Procedures: Here the role of the medical profession and right to die organisations is by far the most important issue. In contrast to the physician-centred models in Belgium, Canada and the Netherlands, the Swiss model of assisted suicide is based on the idea that every person has the right to end their life and may call on the help of any other person to do so. Although the medical profession is usually involved in the process, the management of the procedure is normally the responsibility of a right-to-die organisation. This division of responsibilities is always up for debate when legal regulations are being considered, in which doctors should tend to take the lead in the process due to their professional background. There is also a debate about how and by whom compliance with the authorisation criteria should or could be monitored, whereby it remains to be decided whether this should be carried out before or after the death. At present, a certain amount of monitoring takes place following a suicide, insofar as the authorities investigate the cases afterwards.
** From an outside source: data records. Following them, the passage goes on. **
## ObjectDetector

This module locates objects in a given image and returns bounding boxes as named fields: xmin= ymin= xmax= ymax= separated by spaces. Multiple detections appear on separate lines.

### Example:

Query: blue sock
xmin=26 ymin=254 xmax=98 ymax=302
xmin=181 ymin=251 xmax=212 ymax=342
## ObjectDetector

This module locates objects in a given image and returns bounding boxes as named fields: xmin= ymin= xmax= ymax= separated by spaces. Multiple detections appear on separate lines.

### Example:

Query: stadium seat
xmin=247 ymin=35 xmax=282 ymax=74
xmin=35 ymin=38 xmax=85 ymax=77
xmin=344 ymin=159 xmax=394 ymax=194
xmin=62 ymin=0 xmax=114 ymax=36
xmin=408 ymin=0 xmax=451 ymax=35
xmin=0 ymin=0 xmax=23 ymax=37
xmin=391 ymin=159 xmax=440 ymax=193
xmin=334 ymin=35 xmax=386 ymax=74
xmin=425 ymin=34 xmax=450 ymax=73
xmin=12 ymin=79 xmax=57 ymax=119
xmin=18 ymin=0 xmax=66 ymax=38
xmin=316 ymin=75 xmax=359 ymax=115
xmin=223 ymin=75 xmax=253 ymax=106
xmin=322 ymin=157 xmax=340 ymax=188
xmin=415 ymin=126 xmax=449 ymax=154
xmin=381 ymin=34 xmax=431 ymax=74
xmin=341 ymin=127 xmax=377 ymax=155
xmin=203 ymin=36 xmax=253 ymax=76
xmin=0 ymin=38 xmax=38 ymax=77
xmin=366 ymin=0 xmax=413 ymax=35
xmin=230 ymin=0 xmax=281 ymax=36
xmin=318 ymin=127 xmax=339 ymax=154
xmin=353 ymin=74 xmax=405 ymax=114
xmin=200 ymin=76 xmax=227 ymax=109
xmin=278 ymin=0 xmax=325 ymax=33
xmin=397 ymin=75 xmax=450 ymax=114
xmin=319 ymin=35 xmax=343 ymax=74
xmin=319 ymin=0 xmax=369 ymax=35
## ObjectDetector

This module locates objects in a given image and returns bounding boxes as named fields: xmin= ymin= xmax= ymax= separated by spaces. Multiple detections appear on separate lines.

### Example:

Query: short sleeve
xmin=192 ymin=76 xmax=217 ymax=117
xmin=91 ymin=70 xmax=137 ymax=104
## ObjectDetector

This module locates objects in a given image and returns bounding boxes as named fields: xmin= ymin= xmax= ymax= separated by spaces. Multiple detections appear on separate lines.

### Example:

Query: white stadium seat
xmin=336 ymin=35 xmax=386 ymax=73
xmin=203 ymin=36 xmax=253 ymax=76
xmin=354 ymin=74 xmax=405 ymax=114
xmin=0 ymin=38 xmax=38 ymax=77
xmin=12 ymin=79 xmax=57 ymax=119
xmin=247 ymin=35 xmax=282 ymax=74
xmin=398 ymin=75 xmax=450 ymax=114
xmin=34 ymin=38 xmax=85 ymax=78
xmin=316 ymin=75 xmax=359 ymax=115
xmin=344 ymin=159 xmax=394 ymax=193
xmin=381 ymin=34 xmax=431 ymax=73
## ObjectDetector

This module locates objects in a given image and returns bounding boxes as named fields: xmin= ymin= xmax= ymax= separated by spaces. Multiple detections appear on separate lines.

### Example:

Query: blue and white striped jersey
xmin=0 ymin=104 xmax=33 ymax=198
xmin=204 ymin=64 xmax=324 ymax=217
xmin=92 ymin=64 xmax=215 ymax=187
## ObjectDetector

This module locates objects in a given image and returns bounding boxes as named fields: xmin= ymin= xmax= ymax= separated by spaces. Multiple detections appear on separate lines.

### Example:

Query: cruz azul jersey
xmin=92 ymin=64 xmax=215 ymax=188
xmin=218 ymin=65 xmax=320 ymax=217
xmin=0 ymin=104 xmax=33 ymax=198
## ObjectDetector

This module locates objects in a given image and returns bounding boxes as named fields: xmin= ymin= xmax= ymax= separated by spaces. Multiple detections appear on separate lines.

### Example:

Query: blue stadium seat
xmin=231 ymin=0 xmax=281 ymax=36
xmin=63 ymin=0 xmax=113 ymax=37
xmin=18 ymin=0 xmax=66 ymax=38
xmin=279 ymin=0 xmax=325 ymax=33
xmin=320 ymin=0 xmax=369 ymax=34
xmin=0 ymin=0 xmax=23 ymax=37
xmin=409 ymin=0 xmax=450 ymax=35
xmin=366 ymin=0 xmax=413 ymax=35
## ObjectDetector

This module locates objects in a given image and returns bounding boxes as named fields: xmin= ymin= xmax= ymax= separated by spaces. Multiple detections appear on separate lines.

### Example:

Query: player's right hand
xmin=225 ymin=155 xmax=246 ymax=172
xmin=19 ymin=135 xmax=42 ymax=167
There is also debate as to whether Pentobarbital is a suitable means of suicide, especially if this barbiturate is not administered intravenously but taken orally; there is no knowledge of how many cases are currently administered intravenously and by whom an infusion is then set up. Last but not least, consideration has already been given to the use of lethal drugs, such as helium gas, which can be obtained over the counter. 

Attempts at regulation 

Political efforts to regulate assisted suicide in Switzerland in a more nuanced way than today have been made since the 1990s but have remain largely without consequences to date. In relevant judgements by the Federal Supreme Court or in statements by the Federal Department of Justice and Police, reference is regularly made to the ethical guidelines of the SAMS. These are classified as soft law and are therefore not legally binding, even though their content has become the subject of dispute. The National Advisory Commission on Biomedical Ethics (NCE) had already recommended more far-reaching legal regulation in 2005 as part of a detailed opinion on the subject; in the opinion of the NCE at the time, the review of authorisation criteria, a justifiable regulation of assisted suicide for the mentally ill, children and adolescents and state supervision of right-to-die organisations, should be ensured by law. The question is what form a legal regulation can take that grants the medical profession far-reaching powers but at the same time prevents medical paternalism (in favour of or against assisted suicide). From the perspective of Swiss experience, this is “a square circle”: either the doctors retain the final decision on who receives the barbiturate, or official access rules are established, the review of which does not generally require medical expertise. 

The outlook

In the short and medium term, it can be assumed that the number of assisted suicides in Switzerland will continue to rise. The coronavirus pandemic and the particular difficulties faced by nursing homes during this time are likely to exacerbate this increase. In view of these expectations and the legislative processes in other European countries, pressure is likely to increase in Switzerland to create a legal regulation. Overall, I think politically it will be important to create a legal regulation, in order to ensure legal equality and legal certainty on the one hand and prevention of abuse and expansion on the other. At the centre of social-ethical reflection is the challenge of learning to deal with the pluralism of different ideas of a good death and to develop and establish alternative models to medically assisted dying. The thesis I mentioned at the beginning is confirmed today: assisted suicide in Switzerland can hardly be normalised; new problems, challenges and demands are constantly arising. Suicide, whether with or without the help of another person, always means an existential transgression that defies normalisation.